I hope this may remember you that there are times in our lives when we will feel His  presence really strong. Seasons of answered prayers and deep connection with God. But there will also be times when all we may feel will be chaos and doubts. Seasons when we feel forgotten and with no answers from Him. And so, we often think that silence must mean there´s something wrong, that we are clearly not getting close to Him, or even worse, that we have failed Him. But this book reminded me that His silence can actually mean something incredibly great.

So i wish next time you are going through a period of dryness and unanswered prayers you wont have to wonder if you are deaf or if you are doing something bad. I wish that when you hear no response you wont feel there is no case in seeking Him anymore. That next time instead of feeling unworthy or struggle when He seems to be silent, you can change your perspective and try to follow the saints examples.
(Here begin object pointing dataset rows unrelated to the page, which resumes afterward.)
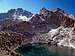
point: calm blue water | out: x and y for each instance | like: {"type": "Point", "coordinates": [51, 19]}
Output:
{"type": "Point", "coordinates": [45, 50]}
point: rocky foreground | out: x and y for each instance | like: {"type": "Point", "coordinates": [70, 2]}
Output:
{"type": "Point", "coordinates": [50, 27]}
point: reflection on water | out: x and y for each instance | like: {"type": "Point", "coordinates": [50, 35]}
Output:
{"type": "Point", "coordinates": [45, 50]}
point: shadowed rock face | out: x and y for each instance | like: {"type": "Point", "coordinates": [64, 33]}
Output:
{"type": "Point", "coordinates": [15, 33]}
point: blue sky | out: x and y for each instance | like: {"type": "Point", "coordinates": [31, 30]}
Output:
{"type": "Point", "coordinates": [35, 5]}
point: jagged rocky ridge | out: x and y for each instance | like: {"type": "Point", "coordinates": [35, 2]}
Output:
{"type": "Point", "coordinates": [37, 29]}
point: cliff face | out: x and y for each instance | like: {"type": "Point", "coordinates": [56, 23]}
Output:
{"type": "Point", "coordinates": [53, 27]}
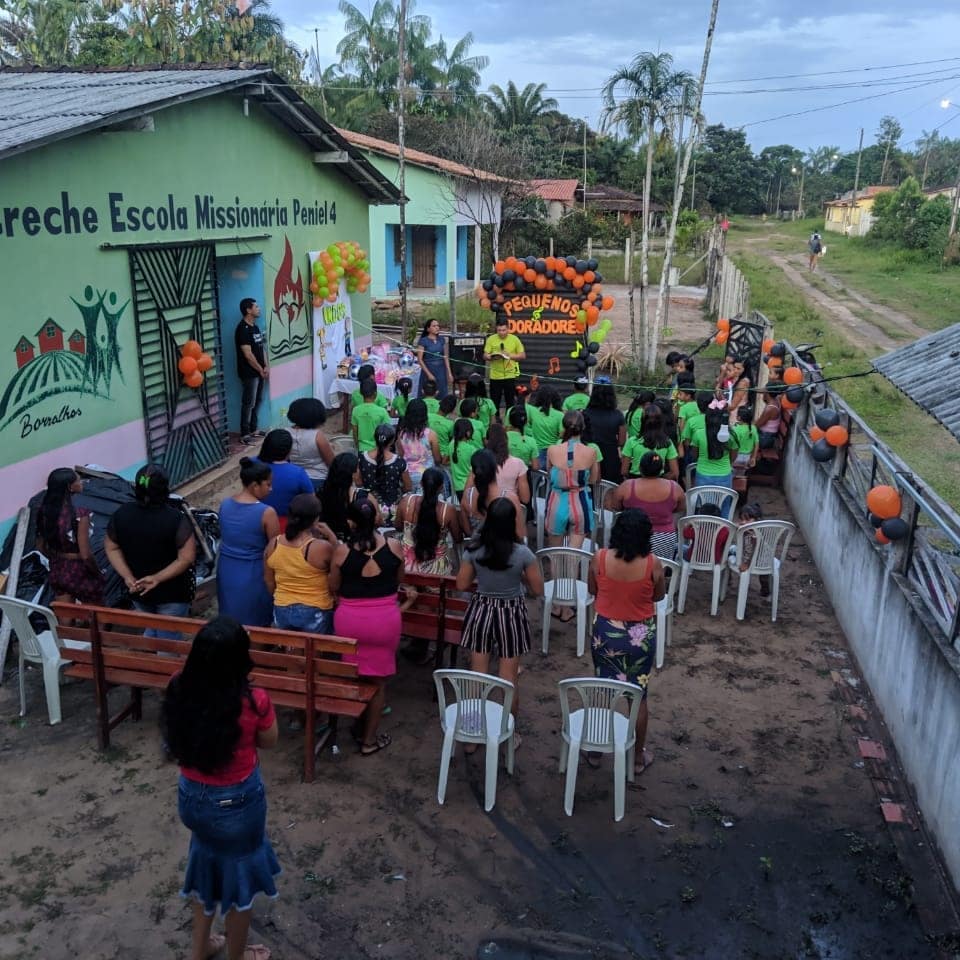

I wish you can remember them not by the “heavenly and glorious lives you could never have” but as humans like you, who feared, doubted and even questioned God´s existence. And that, just like them, you can use this seasons in your life to question your own faith and strengthen it afterwards, to remember there is a purpose for that. But, what purpose could it have?

Well, i believe this dryness can make our desire of Him grow stronger and that eventually all the darkness will remind us to search for the light, to seek Him with all our hearts. He wants us to walk by faith, to believe in Him not only when our lives are going great but also when we cannot see Him clear. Otherwise, our faith would mean we only seek Him for the blessings and not for who He is.

So yes, we may feel abandoned or forgotten sometimes, but that could be a great way to grow closer to Him; to understand how Jesus itself felt on the cross and to be more compassionate towards all those who are abandoned in this world.

When this happens we have two ways of facing it: getting away from God, or choosing to grow closer to Him. I pray that you´ll choose the second one. That the next time you feel this dryness in your heart you can see it as God´s gift for you. That you wont feel discouraged or as if you were less worthy of Him. I pray that you will remember St. Faustina and all the other saints who had to face this too; that you see their stories as a source of inspiration and not of discourage. That you remember you dont need to have visions or levitate in order to be close to God. That you remember there is a way God specifically designed to appear in your life, to connect with you.

I pray that we will all know that God doesnt want to make us feel as if He turned away from us, but instead, that He wants to make us grow. That He wants us to question our own faith and be real men and women of God!!!

My dear reader, i hope this post resonated with you in any way. I also encourage you to read this book yourself. It is a book of a complete surrender to God, filled with many beautiful thoughts and prayers that you could use to meditate. I hope this may help you to grow your spiritual life, encourage you and bring you some light.